I would have made a bad mother, you said. Shuttered
milk eyes, the way I search for white deer

where there are none. I saw one once, a freak
of nature, a ghost or a symbol of some other god,

one I was sure to be jealous of. You said so many things,
I could not love. We had two wash basins side by side,

“renew thyself”, you said. And the thought of cleansing
my body so close to yours, within minutes of that pass;

all I could think was the sponging off, the tinkling of water
against skin like wind chimes, never to be put into a breath

or a thought. The roof, at this time, housed a family of doves
and they taunted me, cooing and brooding overhead, scratching

and clawing on the roof.
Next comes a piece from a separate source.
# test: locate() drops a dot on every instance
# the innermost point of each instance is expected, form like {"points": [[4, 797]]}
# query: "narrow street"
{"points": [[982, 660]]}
What did they want, I wondered?
If they wanted peace; I wanted them to be different

like the white deer. I wanted them to raise their family
and shove off, leave us to our business. I think I wanted

to be an inky bat, waiting to creep the bedcovers, waiting
to steal your breath. Poised as I was to write it all down, leave

my own bloody mark. I wanted to suckle your blood, snatch flies
from the air. All women want to eat their babies, I told you.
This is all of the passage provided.